In wieweit kann man eine Privatinsolvenz in Deutschland machen

Beantwortete Frage:

In wieweit kann man eine Privatinsolvenz in Deutschland machen wenn man im Ausland lebt?
Gepostet: vor 3 Jahren.
Kategorie: Recht & Justiz
Experte:  RASchiessl hat geantwortet vor 3 Jahren.
Sehr geehrter Ratsuchender,
vielen Dank ***** ***** Anfrage.
In der Sache nehme ich Stellung wie folgt:
Nach § 3 InsO müssen Sie zumindest bei der Eröffnung des Insolvenzverfahrens Ihren Wohnsitz in Deutschland haben um die Zuständigkeit eines Deutschen Gerichts überhaupt zu begründen.
Nach Eröffnung des Insolvenzverfahrens haben Sie nach § 295 InsO die Verpflichtung dem Gericht und dem Insolvenzverwalter jeden Wohnsitzwechsel mitzuteilen. Insoweit spricht nichts dagegen, dass Sie nach Eröffnung des Insolvenzverfahrens Ihren Wohnsitz (wieder) ins Ausland verlegen.
Wenn Sie weitere Fragen haben, dann fragen Sie gerne nach (Antworten Sie dem Experten)
Ansonsten bitte ich Sie höflich meine Antwort positiv zu bewerten und damit das ausgelobte Honorar freizugeben.
Mit freundlichen Grüßen
Hans-Georg Schiessl
Rechtsanwalt
Kunde: hat geantwortet vor 3 Jahren.

a)Gibt es ein Gesetz dass dadurch die Insolvenz ungültig wird wenn der Sitz ins Ausland verlegt wird?

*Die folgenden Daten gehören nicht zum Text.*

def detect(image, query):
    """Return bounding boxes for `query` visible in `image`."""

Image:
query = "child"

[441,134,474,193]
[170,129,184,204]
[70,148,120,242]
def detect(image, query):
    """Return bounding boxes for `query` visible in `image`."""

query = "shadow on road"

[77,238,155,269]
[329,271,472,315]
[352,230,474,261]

b)Kann eine Insolvenz auch in England gemacht werden da dort die Insolvenzzeit geringer ist?

c) wichtige Frage: Wie verhält es sich wenn ein Gläubiger vergessen wurde. Reicht die öffentliche Bekanntmachung aus?

Experte:  RASchiessl hat geantwortet vor 3 Jahren.
Sehr geehrter Ratsuchender,
vielen Dank ***** ***** Anfrage.
zu a)
Nein, ein solches Gesetz gibt es nicht. Es kann Ihnen nur dann die Restschuldbefreiung versagt werden, wenn Sie den Wohnsitzwechsel nicht melden.
zu b)
Ja, freilich, wenn Sie in GB einen Wohnsitz begründen können Sie dort einen Insolvenzantrag einreichen.
zu c)
Es kommt natürlich immer wieder vor, dass ein Gläubiger vergessen wird. Die Insolvenz wird ja, wie Sie richtig feststellen öffentlich bekannt gemacht. Dies ist völlig ausreichend.
Wenn Sie weitere Fragen haben, dann fragen Sie gerne nach (Antworten Sie dem Experten)
Ansonsten bitte ich Sie höflich meine Antwort positiv zu bewerten und damit das ausgelobte Honorar freizugeben.
Mit freundlichen Grüßen
Hans-Georg Schiessl
Rechtsanwalt
Kunde: hat geantwortet vor 3 Jahren.

Kann einem vorgeworfen werden dass man einen Gläubiger absichtlich vergessen hat?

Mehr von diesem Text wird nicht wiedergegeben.